В один из декабрьских вечеров, когда до чуда оставалось совсем не долго, и повсюду мерцали тысячи огоньков, мы сидели у неё дома, и смотрели какой-то глупый детективный фильм; она положила свою голову мне на плечо, и, казалось, дремала. Я чувствовал её спокойное дыхание, и едва уловимый трепет, скользящий по телу. Но затем она сжала мою руку, взглянула мне в глаза своим пристальным колючим взглядом, и сказала:
- Ты – магнит. Когда мы только познакомились, я поняла, что так будет. Меня влекло к тебе, и я не сопротивлялась.  Ты не такой как все, и не такой, как я. Именно это делает тебя особенным для меня.
- А я готов был сбежать куда-нибудь подальше. Любовь была не для меня.
- А теперь?
- Хочу вечно летать с тобой. Как те воробушки, о которых ты мне рассказывала, помнишь? Будем клевать красные ягоды, и любить друг друга. И весь мусор и вся тоска растворилась, её не стало, да и была разве она? Так чисто кругом, так солнечно! Каждая минута вдруг наполнилась чем-то сладостным и нужным мне. Всё обрело смысл, значение – я хочу быть с тобой, защищать от бурь, носить на руках и прижимать к себе твоё тело.
- Хочу прижаться к тебе… Прижми меня сильнее. Ах, как я боюсь, что мы расстанемся…
Наши губы не разъединялись очень долго - застыли в страстной неподвижности; затем, всё закружилось, завертелось и мы превратились в две снежинки, кружащие в ярком свете, готовые сгореть – вот-вот и мы воспламенимся, вспыхнем, поглотим друг друга… Её кожа такая гладкая, нежная, горящая; её голос-стон – сводящий с ума; её руки – коготки птицы… И посреди зимы жаркое лето над нашими слитыми телами. Что от нас останется?
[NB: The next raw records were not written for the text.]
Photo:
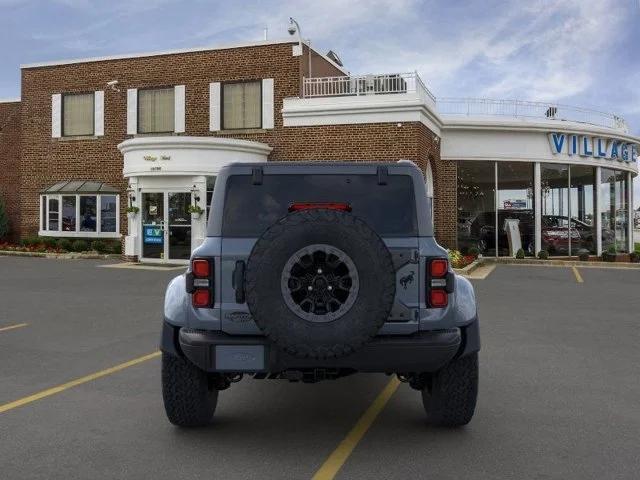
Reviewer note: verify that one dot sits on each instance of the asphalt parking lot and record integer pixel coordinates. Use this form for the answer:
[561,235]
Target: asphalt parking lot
[559,388]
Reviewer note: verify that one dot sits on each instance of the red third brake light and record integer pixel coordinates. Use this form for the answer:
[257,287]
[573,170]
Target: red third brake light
[200,268]
[298,206]
[439,267]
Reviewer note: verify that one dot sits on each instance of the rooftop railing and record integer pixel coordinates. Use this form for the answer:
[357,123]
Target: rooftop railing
[394,83]
[529,110]
[403,83]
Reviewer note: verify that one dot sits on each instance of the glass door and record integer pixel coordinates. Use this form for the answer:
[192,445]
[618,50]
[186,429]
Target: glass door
[153,226]
[179,222]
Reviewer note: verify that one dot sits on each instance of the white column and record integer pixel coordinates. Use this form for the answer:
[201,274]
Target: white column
[199,225]
[630,210]
[597,209]
[537,199]
[131,243]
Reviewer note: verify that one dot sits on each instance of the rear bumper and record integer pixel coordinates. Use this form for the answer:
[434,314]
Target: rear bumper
[214,351]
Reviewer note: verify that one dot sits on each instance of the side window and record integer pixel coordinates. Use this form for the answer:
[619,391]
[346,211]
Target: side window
[78,114]
[241,105]
[156,110]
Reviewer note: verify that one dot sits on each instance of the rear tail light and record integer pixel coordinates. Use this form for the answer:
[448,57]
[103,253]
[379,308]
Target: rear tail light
[199,282]
[298,206]
[439,282]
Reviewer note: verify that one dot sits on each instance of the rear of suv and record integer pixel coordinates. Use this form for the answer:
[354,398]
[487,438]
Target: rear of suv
[316,271]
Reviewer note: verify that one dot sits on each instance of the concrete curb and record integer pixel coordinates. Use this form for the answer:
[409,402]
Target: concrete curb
[563,263]
[61,256]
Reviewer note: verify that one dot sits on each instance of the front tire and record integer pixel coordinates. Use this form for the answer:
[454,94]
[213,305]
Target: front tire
[449,396]
[190,398]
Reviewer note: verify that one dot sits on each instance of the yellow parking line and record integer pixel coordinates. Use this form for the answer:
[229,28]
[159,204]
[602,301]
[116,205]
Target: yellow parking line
[577,275]
[74,383]
[334,463]
[11,327]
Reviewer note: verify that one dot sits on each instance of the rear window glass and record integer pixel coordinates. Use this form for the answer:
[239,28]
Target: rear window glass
[250,209]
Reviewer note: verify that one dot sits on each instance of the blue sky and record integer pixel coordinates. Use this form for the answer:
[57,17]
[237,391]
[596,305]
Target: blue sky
[580,52]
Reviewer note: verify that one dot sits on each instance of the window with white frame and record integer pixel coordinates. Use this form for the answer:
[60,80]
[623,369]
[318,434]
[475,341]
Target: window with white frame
[156,110]
[78,114]
[80,215]
[241,105]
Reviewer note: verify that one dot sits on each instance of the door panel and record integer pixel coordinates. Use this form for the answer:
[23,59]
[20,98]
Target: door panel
[179,222]
[153,222]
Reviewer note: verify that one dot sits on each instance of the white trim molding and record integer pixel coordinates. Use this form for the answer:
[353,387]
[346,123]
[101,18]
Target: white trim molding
[98,113]
[214,107]
[179,108]
[56,115]
[389,108]
[132,111]
[183,155]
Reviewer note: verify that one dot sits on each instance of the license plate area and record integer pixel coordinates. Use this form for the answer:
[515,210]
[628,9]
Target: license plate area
[240,358]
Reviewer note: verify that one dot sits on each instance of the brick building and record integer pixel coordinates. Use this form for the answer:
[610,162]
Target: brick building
[91,137]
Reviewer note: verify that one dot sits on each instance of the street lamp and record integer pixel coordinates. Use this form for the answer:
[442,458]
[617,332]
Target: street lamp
[294,28]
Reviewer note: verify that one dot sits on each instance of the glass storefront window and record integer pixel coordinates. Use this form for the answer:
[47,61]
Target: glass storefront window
[516,224]
[554,200]
[614,210]
[69,213]
[476,206]
[108,213]
[582,209]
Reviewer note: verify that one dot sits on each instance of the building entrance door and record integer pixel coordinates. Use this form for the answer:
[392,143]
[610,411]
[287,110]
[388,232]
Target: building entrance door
[166,226]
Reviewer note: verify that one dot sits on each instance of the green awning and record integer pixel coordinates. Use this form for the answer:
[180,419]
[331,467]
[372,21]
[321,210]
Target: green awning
[80,186]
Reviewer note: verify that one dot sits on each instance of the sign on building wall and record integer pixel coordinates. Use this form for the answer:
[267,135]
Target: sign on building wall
[153,235]
[592,146]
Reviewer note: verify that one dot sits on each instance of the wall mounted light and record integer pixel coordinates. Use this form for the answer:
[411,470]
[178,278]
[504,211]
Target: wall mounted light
[196,193]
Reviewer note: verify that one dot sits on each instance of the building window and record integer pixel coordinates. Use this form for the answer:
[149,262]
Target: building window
[614,210]
[211,182]
[156,110]
[78,114]
[516,223]
[77,215]
[242,105]
[69,213]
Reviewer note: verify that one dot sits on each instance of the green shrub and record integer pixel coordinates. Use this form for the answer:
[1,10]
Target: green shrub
[99,246]
[29,241]
[583,255]
[48,242]
[65,244]
[79,245]
[4,220]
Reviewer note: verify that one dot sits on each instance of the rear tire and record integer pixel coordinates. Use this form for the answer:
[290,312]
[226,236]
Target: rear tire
[449,397]
[189,396]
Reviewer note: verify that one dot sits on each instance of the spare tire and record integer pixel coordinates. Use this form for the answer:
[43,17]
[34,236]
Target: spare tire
[320,283]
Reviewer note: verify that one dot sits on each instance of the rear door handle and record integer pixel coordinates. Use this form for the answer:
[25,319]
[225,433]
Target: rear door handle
[237,281]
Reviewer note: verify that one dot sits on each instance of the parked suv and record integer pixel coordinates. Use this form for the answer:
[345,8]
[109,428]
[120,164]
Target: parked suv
[316,271]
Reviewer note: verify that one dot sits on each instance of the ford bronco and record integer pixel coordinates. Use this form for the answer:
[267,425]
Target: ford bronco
[315,271]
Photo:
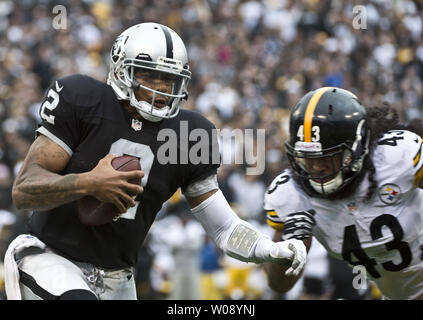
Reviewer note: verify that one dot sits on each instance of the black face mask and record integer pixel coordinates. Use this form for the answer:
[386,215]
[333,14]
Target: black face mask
[5,197]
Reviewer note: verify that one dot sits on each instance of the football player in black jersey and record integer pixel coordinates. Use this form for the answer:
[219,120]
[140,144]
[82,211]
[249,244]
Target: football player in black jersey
[85,123]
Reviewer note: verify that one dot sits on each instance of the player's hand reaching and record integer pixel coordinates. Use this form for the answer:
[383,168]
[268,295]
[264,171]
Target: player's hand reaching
[111,186]
[290,251]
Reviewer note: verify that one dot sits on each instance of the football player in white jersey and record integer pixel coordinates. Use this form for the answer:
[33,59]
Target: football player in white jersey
[354,183]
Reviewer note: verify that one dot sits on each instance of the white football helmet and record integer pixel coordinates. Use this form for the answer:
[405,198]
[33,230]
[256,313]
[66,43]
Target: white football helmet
[155,47]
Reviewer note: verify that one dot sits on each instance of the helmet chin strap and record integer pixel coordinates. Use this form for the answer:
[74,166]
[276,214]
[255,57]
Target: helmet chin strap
[328,187]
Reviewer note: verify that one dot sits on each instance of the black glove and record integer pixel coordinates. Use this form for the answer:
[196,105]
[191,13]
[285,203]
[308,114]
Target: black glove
[299,225]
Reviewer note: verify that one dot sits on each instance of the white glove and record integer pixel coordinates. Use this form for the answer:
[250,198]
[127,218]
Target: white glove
[290,253]
[292,250]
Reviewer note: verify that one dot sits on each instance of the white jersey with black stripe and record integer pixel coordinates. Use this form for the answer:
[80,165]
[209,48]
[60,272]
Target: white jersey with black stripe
[384,234]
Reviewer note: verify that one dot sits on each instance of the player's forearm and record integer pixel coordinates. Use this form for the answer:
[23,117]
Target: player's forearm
[40,189]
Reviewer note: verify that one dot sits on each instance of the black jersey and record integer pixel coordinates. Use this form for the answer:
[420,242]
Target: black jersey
[85,118]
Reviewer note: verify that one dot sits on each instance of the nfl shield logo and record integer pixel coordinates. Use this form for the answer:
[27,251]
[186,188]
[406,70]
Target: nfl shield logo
[389,193]
[136,125]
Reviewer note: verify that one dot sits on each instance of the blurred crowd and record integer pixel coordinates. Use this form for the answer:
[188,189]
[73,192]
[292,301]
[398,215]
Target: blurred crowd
[251,61]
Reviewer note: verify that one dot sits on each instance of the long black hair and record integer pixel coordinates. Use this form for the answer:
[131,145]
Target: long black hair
[380,120]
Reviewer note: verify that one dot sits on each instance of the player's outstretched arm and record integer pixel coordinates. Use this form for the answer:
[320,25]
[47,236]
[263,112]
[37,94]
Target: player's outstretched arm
[239,239]
[38,185]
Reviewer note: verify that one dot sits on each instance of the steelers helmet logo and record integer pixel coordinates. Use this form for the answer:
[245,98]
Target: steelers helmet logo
[389,193]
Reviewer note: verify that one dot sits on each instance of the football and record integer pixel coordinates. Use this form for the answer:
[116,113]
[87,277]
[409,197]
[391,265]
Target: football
[92,211]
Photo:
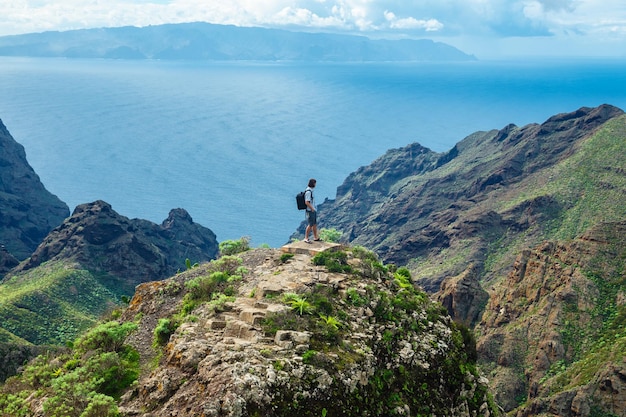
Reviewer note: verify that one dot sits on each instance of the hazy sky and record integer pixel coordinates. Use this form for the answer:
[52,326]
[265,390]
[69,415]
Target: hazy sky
[486,28]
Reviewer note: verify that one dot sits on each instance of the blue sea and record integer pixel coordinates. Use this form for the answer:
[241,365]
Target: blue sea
[233,142]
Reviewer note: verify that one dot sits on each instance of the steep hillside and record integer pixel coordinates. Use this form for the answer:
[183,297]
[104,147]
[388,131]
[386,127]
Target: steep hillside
[494,194]
[552,338]
[520,233]
[266,333]
[89,263]
[27,210]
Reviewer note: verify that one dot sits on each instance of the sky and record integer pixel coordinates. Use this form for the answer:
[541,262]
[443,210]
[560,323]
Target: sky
[484,28]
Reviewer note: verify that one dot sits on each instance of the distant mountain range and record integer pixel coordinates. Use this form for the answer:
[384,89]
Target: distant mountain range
[205,41]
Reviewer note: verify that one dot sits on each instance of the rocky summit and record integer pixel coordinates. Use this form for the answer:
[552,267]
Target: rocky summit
[267,332]
[284,334]
[100,239]
[27,210]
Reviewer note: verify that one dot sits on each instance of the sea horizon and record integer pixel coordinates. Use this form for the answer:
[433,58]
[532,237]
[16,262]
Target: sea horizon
[233,142]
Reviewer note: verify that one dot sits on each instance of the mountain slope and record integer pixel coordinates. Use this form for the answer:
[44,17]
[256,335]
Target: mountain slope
[27,210]
[520,233]
[490,196]
[218,42]
[267,333]
[85,266]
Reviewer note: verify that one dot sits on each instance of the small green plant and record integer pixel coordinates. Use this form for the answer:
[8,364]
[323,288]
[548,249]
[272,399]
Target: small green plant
[233,247]
[189,265]
[163,330]
[354,298]
[334,261]
[308,356]
[330,321]
[218,303]
[330,235]
[301,306]
[286,257]
[402,277]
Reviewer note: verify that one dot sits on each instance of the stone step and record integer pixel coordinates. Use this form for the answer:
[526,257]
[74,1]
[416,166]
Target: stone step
[238,329]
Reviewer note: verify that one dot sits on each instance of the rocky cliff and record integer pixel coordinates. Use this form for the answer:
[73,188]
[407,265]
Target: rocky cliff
[27,210]
[268,333]
[135,250]
[490,196]
[552,334]
[518,232]
[88,264]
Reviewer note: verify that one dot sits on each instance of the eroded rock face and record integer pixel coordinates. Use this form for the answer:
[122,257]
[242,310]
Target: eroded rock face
[227,362]
[463,296]
[28,212]
[136,250]
[544,317]
[413,203]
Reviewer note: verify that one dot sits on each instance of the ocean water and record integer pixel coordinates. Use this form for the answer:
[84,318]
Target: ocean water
[232,143]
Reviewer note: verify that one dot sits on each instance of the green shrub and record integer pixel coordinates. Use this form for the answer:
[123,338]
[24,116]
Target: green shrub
[108,337]
[354,297]
[301,306]
[334,261]
[285,257]
[84,382]
[163,330]
[232,247]
[330,235]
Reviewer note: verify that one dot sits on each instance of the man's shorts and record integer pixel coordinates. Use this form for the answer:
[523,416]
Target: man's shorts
[311,217]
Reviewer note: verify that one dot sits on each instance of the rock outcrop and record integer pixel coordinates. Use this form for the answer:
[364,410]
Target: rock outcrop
[415,206]
[540,331]
[519,232]
[346,344]
[134,250]
[28,212]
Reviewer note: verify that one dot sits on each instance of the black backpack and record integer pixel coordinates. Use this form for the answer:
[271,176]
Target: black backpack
[300,202]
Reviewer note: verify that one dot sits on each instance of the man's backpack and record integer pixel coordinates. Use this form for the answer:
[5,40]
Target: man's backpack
[300,200]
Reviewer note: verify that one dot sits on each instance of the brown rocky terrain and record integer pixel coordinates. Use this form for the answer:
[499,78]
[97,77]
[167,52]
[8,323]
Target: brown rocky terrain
[27,210]
[254,355]
[134,250]
[519,233]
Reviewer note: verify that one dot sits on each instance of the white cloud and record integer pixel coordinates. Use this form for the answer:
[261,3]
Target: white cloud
[566,22]
[412,23]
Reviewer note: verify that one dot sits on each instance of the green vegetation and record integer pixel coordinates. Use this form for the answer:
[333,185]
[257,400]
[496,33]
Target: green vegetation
[586,184]
[214,287]
[83,382]
[402,313]
[285,257]
[54,302]
[330,235]
[335,261]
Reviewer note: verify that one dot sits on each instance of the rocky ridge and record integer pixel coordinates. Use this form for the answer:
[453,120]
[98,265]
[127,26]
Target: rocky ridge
[540,330]
[134,250]
[519,234]
[413,205]
[27,210]
[391,351]
[88,265]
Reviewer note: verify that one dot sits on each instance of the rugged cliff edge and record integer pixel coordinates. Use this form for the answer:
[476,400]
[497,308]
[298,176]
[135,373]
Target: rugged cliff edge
[520,234]
[27,210]
[88,264]
[267,333]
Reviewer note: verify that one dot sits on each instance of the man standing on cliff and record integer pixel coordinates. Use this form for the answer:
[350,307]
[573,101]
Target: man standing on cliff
[311,213]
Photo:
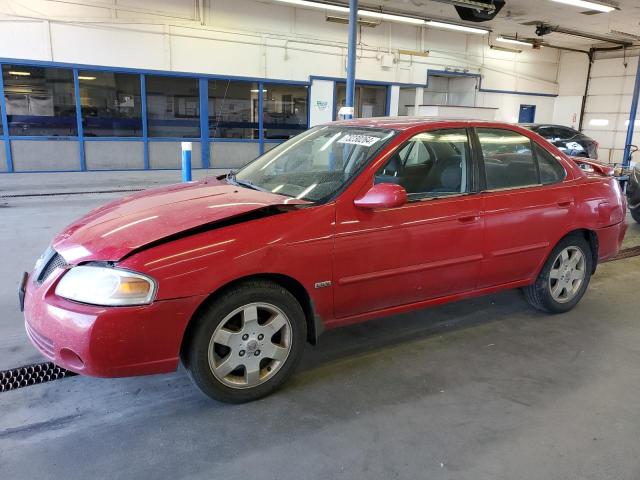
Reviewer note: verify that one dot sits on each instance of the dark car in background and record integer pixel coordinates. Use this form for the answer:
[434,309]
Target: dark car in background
[567,140]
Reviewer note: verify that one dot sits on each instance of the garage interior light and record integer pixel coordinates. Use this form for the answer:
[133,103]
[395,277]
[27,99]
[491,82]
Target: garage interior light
[514,41]
[599,7]
[322,6]
[391,17]
[504,49]
[453,26]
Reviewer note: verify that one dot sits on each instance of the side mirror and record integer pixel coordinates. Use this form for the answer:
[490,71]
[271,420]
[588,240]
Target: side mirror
[382,195]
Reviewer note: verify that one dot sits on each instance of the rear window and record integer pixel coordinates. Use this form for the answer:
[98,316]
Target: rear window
[551,171]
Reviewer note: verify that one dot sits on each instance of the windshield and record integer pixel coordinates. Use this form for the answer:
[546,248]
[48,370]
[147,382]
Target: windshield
[316,164]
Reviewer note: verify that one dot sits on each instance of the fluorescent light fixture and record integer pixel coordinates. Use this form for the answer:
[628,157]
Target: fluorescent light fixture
[599,7]
[322,6]
[514,41]
[390,17]
[453,26]
[504,49]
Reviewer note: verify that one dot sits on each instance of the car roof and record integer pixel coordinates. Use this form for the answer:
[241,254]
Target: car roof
[406,123]
[537,125]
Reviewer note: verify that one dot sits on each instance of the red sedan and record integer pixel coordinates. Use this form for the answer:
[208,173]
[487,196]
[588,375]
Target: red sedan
[343,223]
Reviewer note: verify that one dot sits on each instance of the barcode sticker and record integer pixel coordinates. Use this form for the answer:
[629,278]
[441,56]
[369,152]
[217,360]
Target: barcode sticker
[364,140]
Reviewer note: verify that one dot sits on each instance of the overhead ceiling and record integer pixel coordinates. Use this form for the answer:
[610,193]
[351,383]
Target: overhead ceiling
[518,17]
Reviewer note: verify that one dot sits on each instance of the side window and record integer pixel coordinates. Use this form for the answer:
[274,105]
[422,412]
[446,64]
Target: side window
[508,159]
[566,133]
[551,171]
[431,164]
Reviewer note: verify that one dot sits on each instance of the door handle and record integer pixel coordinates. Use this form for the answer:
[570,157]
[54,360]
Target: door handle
[468,218]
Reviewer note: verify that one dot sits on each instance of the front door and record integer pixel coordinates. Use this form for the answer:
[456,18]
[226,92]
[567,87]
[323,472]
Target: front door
[427,248]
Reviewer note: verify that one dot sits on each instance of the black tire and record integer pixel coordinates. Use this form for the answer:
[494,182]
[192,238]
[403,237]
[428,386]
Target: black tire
[195,354]
[539,294]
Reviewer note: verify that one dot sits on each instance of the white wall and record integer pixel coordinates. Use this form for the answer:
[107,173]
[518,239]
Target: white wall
[609,103]
[572,79]
[256,39]
[321,102]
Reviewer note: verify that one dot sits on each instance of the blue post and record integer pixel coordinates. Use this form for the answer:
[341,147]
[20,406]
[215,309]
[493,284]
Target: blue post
[80,128]
[351,54]
[5,125]
[626,159]
[145,125]
[186,161]
[204,121]
[260,118]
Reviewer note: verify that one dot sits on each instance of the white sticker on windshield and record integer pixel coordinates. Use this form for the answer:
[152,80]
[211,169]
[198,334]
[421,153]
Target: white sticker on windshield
[355,139]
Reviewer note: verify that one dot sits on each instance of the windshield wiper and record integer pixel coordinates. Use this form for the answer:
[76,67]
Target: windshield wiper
[231,178]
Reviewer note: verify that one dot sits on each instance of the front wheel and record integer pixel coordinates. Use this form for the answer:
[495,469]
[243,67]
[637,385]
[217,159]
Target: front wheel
[564,278]
[246,343]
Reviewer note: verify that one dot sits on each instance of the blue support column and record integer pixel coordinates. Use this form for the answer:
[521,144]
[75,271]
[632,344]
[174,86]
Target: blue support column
[261,118]
[76,87]
[351,54]
[626,159]
[5,126]
[204,121]
[145,125]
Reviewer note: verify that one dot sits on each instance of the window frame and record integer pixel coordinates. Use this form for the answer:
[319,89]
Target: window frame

Тогда мне казалось, что это будет длиться вечно.

----

Прошло три года как мы расстались. Произошло что-то страшное? – спросите вы. Ничего подобного. Я знаю, что она сейчас жива, здорова, и, может, нянчится с детишками. Помнит ли она обо мне? Я думаю, что изредка, как и я о ней. Помню о ней, когда приходит ноябрь, и первый снег тает, не выдержав реальности; помню, когда слышу о Соборе Парижской Богоматери; и помню, когда вижу порхающие снежинки, танцующие в свете фонарей – это страсть, чувства, которые скоротечны, и которые вот-вот сгинут во тьме. Ведь любовь – всего лишь снежинка – красивая, уникальная, но недолговечная.